Fora do mundo virtual, um vírus perigoso começa a circular pelo mundo atacando pessoas acima de 35 anos inicialmente. O vírus foi denominado Bola por conta do seu formato. Esse vírus é incrivelmente letal e isso causa repercussão mundial e preocupa autoridades e famílias, remetendo muito ao vírus H1N1 e todo o caus que ele causou .

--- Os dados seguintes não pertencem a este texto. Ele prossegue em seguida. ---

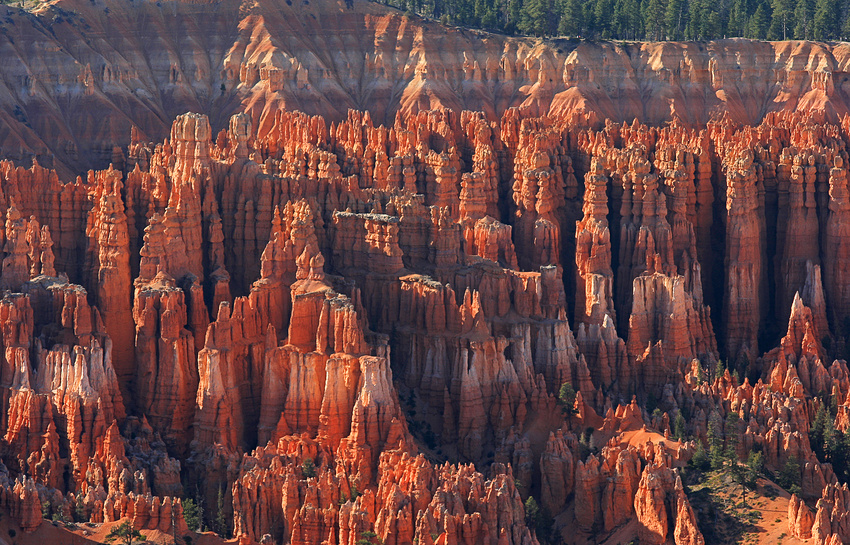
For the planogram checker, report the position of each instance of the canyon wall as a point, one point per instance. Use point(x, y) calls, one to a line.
point(346, 275)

Todos esses acontecimentos fazem com que o livro fique alucinante e com um ritmo bem rápido(Você lê umas 100 páginas em menos de uma hora). Além do livro ter capítulos curtos e ser divididos em partes, o que acelera ainda mais a leitura.
Andréa criou personagens tão comuns, que você chega a se lembrar de alguém no meio da leitura, podendo ser um amigo ou alguém que você encontra na rua, na escola ou até no trabalho! Fora que o jogo MMORPG numa mistura de The Sims, Minecraft e estratégia militar era muito divertido e parecido com milhões que vemos na internet( Eu até lembrei um pouco da minha fase Grand Chase).
Enfim, o livro condiz com a realidade atual e consegue ser leve, divertido e não ser um livro infantil irritante, mesmo porque existem certas partes um pouco complexa para se dizer infantil. Recomendo esse livro para qualquer um ler (adulto, criança e até adolescente) e se divertir com Vitor e suas aventuras em dois mundos: O real e o virtual.